The method <NUM> may include receiving <NUM> a preamble in a first time slot and receiving an uplink data transmission via a physical uplink shared channel in a second time slot different from the first time slot in response to a determination by a remote unit to perform a two-step random access channel procedure. In some embodiments, the method <NUM> includes transmitting <NUM> a response message corresponding to the preamble, wherein the response message comprises a radio network temporary identifier.

In certain embodiments, the radio network temporary identifier for the two-step random access channel procedure is calculated using a first formula, and a radio network temporary identifier for a four-step random access channel procedure is calculated using a second formula different from the first formula.
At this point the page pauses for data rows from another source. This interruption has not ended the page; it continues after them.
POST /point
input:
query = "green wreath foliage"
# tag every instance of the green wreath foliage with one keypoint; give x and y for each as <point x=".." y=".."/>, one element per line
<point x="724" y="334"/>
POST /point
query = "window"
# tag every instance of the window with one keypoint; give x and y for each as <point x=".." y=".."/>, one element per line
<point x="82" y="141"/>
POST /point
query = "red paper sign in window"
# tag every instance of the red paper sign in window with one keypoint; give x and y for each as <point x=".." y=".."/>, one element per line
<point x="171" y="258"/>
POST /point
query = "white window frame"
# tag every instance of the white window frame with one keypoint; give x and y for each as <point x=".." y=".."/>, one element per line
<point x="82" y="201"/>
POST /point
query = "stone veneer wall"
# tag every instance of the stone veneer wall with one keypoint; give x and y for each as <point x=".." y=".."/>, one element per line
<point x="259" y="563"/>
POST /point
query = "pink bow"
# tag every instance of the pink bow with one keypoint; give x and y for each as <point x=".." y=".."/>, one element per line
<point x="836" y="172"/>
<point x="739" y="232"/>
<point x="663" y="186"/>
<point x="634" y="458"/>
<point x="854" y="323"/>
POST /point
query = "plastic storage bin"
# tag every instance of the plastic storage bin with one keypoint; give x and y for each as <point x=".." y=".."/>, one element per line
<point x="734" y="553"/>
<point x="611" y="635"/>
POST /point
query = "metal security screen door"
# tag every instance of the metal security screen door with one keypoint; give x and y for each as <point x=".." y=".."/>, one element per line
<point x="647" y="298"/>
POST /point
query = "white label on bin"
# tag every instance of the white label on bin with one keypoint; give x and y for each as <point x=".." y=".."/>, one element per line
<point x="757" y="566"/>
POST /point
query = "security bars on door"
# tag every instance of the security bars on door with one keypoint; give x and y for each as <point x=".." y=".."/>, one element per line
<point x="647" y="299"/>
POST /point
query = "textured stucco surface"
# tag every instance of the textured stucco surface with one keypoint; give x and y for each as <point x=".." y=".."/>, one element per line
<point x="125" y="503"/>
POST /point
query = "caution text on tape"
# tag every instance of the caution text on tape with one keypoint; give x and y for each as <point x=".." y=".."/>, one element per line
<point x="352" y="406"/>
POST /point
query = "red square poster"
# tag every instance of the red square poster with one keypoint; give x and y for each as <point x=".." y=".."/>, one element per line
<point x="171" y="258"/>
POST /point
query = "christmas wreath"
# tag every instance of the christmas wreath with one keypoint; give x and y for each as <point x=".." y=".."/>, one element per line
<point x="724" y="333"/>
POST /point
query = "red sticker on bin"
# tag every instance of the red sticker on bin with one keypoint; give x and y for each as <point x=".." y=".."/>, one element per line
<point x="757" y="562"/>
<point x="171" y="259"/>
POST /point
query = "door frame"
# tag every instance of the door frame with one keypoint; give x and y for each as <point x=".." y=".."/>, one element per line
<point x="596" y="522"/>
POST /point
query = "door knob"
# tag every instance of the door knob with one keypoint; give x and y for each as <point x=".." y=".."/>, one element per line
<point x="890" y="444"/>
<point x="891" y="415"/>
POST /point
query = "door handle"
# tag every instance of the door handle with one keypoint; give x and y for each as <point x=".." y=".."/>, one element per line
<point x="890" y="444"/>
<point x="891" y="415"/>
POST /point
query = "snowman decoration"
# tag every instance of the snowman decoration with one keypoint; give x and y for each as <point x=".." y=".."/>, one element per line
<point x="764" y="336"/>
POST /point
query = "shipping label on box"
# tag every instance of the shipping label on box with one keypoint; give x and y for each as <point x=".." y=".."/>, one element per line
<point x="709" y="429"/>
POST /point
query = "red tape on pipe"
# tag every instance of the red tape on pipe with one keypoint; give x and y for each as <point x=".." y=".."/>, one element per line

In some embodiments, the uplink data transmission comprises a medium access control physical data unit. In various embodiments, an offset time delay is between receiving the preamble and receiving the uplink data transmission.

In one embodiment, the offset time corresponds to a subcarrier spacing. In certain embodiments, the method <NUM> further comprises transmitting information configuring a requirement for performing the two-step random access channel procedure. In some embodiments, the information indicates that the two-step random access channel procedure is allowed. In various embodiments, the information indicates that the two-step random access channel procedure is required.

Claim 1:
A method (<NUM>) performed by a user equipment, UE, the method (<NUM>) comprising:
determining (<NUM>) whether to perform a two-step random access channel procedure or a four-step random access channel procedure; and
in response to determining to perform the two-step random access channel procedure (<NUM>):
in a first step:
transmitting a preamble in a first time slot; and
transmitting an uplink data transmission via a physical uplink shared channel, PUSCH, in a second time slot different from the first time slot, wherein the second time slot is a time offset later than the first time slot, wherein the time offset corresponds to a subcarrier spacing; and
in a second step:
receiving a response message corresponding to the first step, wherein the response message comprises a radio network temporary identifier, RNTI, wherein the RNTI for the two-step random access channel procedure is calculated using a first formula, and an RNTI for the four-step random access channel procedure is calculated using a second formula different from the first formula.